The Toshiba is running Doctor Who right now. 6GB of flash drive make her entertainingly close to useful. It's  a bit nostalgic -- my first computer, the first one that was actually mine-mine, had a 6GB hard drive in it. Quite spacious for Windows 98. I overran it quickly, of course, because I was in college, and I like music. I don't think I made it out of the warranty period before I took the lil' guy completely apart to clean him out and install a CD burner.

I also had a ZIP drive for a bit. Don't judge, it was cute and purple, I was doing digital art at the time, and CD-RW wasn't very reliable. (Still isn't very reliable, in fact, but we have thumbdrives and cloud storage now, so we care less.) I also bought and installed a DVD-ROM drive so cheap that one of the ways the manufacturers cut their costs down to the bone was evidently to skip the region firmware. Annoying as hell when I replaced it with a DVD±RW burner and had to suddenly figure out how to crack the thing, because God knows I can't not watch random foreign TV, and streaming things hadn't really got viable yet.

I feel a bit stupid, having two running laptops lying around at the same time as I'm scrambling to pay rent. But  I need the completely working one for, er, work, and the other one isn't worth anything, and frankly wouldn't be even if she were entirely fixed. There really isn't a market for 5-year-old laptops, particularly ones that lack a Windows installation.

All of my everyday electronics are like that. I admit to doing it partially on purpose, because these are the things I'd go insane without, and no one can argue that I should pawn them if they're not worth anything to the pawnbroker. Mostly, though, it's because I couldn't afford to buy the expensive version that might retain value even if I wanted to. I don't need an Alienware gaming rig for what I do, I don't need a 240GB MP3 player that does everything but tongue-bathe my pet for me, and as it happened the kind of Kindle I really wanted was the older cheaper version that lacked a touchscreen. My DS is a Lite, which predates the DSi and really predates the 3DS, and looks like it's lived through every minute of the extensive use it's gotten. Even my earbuds are worthless -- Sony makes a couple of cheap kinds that I prefer, because they fit in my ears, deliver decent bass, and have open drivers so I can hear traffic as I walk around.

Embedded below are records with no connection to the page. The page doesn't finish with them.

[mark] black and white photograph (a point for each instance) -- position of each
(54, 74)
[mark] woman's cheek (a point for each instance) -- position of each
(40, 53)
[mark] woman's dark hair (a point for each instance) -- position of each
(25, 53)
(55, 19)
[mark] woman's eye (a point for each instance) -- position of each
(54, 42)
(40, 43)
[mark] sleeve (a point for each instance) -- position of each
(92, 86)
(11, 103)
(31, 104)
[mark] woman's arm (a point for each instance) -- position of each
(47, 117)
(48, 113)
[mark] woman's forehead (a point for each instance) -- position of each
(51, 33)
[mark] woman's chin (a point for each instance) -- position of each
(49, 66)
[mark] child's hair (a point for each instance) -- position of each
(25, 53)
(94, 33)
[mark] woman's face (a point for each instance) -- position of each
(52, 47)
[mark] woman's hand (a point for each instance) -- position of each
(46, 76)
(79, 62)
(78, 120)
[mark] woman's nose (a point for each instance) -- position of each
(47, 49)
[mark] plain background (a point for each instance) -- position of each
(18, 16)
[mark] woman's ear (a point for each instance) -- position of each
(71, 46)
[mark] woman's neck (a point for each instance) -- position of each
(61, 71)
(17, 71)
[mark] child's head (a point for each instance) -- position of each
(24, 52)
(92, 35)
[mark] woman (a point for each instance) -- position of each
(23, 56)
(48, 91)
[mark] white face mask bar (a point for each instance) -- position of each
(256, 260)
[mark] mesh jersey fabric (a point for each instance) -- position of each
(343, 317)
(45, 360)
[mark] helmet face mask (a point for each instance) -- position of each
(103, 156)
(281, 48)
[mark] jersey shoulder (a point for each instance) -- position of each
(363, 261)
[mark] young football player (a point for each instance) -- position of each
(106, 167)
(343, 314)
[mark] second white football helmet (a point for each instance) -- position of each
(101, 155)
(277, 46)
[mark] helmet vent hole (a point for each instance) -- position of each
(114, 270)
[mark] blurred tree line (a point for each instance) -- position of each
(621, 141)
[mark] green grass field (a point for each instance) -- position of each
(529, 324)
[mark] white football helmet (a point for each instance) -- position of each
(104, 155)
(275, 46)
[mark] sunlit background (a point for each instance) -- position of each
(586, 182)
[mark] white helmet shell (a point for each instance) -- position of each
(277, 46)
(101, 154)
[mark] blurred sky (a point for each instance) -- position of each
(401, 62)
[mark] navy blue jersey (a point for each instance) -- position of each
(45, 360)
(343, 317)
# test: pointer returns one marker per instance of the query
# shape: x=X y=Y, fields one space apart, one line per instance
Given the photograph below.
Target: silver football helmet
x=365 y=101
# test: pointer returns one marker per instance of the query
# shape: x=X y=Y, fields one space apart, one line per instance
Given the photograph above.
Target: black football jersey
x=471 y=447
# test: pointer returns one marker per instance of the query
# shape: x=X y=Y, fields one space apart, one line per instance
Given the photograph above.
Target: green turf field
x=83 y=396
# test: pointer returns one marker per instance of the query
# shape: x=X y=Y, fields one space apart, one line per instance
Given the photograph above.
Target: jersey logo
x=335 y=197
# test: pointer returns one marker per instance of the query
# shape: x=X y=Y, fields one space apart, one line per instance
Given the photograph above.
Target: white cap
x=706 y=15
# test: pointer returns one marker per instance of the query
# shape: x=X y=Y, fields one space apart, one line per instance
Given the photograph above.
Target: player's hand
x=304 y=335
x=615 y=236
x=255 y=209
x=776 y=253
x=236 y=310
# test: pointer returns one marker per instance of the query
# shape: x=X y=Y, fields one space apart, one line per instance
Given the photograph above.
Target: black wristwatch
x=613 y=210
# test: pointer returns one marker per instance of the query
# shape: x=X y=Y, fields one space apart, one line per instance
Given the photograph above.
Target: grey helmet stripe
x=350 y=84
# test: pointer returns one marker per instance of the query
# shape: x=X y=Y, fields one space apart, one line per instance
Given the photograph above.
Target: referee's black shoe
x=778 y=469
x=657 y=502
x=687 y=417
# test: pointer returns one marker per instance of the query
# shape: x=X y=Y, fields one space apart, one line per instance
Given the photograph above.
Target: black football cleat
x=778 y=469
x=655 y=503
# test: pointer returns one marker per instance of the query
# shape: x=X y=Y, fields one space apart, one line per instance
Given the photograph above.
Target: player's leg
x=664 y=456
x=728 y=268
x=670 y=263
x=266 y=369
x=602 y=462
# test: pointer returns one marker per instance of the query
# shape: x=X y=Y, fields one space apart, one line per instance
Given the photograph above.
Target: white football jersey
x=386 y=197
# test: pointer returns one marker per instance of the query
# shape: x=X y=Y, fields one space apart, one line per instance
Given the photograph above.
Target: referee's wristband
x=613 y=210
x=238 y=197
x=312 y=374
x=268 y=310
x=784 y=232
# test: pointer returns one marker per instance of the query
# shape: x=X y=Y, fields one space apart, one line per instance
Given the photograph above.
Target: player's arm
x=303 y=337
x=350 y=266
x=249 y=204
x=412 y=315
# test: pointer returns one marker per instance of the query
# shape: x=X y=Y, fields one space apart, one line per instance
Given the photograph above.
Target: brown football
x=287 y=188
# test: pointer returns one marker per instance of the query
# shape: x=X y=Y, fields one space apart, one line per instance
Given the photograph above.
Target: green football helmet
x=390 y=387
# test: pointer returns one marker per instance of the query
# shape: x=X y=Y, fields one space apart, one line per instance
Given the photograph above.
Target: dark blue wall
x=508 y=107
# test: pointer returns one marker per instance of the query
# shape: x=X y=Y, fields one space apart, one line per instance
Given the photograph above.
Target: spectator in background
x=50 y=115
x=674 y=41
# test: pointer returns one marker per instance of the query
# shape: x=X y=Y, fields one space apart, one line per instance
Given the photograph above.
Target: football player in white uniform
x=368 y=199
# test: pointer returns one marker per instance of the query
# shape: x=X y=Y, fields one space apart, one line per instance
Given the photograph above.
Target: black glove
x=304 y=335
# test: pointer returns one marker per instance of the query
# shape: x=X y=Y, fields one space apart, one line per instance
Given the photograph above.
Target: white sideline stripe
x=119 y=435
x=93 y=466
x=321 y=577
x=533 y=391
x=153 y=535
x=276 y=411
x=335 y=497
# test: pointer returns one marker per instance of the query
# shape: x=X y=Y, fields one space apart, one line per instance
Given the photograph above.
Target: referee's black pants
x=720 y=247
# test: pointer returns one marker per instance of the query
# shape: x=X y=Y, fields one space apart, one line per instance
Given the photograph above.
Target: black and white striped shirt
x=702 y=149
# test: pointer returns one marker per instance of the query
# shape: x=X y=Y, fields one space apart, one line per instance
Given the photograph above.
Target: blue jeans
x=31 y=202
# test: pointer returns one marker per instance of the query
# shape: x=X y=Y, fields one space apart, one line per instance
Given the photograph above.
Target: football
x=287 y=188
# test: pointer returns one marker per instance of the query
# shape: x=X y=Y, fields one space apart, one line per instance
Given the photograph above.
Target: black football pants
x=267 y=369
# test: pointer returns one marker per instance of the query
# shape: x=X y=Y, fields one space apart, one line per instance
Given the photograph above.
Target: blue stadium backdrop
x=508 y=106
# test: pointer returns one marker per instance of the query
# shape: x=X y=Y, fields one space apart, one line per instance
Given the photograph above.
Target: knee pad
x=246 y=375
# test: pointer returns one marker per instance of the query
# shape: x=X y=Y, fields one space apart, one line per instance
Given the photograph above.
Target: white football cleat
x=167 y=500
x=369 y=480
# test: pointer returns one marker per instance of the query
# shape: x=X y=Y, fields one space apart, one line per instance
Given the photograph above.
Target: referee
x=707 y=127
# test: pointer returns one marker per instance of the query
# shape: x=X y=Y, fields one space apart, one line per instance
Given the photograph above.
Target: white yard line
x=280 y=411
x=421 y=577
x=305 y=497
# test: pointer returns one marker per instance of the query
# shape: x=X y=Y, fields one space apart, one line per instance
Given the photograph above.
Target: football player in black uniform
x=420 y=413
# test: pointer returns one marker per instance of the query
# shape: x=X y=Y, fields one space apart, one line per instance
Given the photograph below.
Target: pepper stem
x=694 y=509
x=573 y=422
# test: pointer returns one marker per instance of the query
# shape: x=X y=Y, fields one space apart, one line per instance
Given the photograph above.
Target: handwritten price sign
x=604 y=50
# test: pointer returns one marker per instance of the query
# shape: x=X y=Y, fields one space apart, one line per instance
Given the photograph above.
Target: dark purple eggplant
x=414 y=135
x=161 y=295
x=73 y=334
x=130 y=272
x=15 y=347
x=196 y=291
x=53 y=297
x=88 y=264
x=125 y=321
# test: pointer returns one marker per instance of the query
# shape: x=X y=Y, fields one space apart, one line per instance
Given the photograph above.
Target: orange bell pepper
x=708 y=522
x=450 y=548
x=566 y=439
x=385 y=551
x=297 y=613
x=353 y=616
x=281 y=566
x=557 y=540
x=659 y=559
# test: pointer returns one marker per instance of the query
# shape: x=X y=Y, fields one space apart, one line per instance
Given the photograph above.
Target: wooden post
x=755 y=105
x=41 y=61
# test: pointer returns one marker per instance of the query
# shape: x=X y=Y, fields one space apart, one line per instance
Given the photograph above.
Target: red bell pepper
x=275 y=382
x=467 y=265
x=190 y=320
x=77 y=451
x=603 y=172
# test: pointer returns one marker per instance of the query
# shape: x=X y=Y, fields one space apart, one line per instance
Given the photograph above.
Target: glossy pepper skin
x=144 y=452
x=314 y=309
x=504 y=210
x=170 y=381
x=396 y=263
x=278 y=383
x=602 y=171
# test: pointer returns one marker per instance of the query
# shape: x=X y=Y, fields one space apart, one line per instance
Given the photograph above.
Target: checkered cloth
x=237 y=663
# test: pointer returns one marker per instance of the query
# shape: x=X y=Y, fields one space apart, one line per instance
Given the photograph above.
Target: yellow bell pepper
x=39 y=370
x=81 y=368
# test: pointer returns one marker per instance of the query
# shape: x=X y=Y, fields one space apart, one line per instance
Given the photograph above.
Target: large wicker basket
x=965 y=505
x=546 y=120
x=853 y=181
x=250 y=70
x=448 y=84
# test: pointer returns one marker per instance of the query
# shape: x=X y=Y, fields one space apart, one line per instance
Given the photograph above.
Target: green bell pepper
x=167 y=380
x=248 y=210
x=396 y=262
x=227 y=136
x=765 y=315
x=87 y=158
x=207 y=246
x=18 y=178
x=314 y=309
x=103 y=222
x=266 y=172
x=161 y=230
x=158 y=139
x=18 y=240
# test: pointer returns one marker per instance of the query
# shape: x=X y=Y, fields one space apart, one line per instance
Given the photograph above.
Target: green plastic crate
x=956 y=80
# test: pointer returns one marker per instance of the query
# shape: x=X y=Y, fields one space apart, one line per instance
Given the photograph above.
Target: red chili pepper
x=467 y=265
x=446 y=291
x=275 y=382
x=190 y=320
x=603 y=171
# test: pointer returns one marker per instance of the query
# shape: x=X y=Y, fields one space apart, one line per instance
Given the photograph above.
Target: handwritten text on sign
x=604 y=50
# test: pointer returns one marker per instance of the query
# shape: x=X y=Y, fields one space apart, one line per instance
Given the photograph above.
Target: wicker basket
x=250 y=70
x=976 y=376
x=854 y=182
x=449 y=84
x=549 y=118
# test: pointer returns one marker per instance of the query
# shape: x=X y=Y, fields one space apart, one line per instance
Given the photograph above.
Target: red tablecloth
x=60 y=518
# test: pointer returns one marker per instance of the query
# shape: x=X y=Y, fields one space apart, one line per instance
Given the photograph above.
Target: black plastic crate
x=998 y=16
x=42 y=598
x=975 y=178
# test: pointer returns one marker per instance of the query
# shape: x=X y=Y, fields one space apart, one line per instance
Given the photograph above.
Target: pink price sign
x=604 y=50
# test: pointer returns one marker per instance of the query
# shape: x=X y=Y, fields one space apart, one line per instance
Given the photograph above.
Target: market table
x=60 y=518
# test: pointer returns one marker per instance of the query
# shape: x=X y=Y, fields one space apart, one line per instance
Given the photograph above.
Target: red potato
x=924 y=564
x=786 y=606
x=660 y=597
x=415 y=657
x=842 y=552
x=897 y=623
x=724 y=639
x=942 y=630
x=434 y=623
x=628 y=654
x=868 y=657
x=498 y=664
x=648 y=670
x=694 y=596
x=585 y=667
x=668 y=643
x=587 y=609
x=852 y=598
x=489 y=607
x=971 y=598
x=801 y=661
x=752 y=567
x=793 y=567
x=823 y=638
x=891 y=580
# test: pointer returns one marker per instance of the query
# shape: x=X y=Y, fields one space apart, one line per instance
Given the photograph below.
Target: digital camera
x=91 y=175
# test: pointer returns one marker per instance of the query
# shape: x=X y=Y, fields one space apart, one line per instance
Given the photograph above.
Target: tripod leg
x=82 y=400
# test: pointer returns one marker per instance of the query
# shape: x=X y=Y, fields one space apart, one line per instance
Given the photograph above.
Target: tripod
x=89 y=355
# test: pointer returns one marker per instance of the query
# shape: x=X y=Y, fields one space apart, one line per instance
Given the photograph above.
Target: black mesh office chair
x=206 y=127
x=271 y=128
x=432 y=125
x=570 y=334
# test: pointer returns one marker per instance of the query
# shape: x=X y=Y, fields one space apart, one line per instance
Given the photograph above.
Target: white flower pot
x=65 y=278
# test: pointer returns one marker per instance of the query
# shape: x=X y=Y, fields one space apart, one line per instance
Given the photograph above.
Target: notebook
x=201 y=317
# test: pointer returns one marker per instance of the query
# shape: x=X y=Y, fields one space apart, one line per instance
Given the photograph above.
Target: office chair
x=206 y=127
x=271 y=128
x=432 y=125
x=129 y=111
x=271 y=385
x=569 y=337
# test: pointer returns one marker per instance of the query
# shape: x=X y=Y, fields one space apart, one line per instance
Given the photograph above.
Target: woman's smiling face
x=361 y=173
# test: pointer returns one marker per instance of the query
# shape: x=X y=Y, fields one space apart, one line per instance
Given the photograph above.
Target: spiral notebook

Plus, strangely enough, I find that many kinds of inexpensive portable electronics are oddly resilient. I try not to actually buy "Sorny" counterfeit junk, but if you can find the rock-bottom name brand stuff, it's very basic but capable of absorbing a great deal of punishment. I had a stone-stupid Memorex portable CD player once that lasted eight years, and I finally had to get rid of it by giving it away. Sandisk makes virtually unbreakable portable storage cards and drives -- their MP3 players aren't quite indestructible, but I have to put a lot of time and effort into destructing a device that costs around $30 on Amazon, which amounts to the same thing. The Toshiba laptop that's survived long enough to be worthless cost a whopping $450 new.


  1. People who complain about poor folk having possessions have usually never been poor and certainly have never been poor and tried to sell things to make ends meet. Used electronics aren't worth all that much, and even if you have jewelry to sell(either inherited or from better times) you aren't likely to get all that much either. It's also just a one time cash infusion, and it doesn't fix the structural problem of not enough income coming in. Occasionally it is useful to sell something to meet an emergency expense, but, once it's gone it's gone. Pawning or using loans can be long term expensive, and are generally to be avoided; it's hard to dig out of a debt hole once you are in.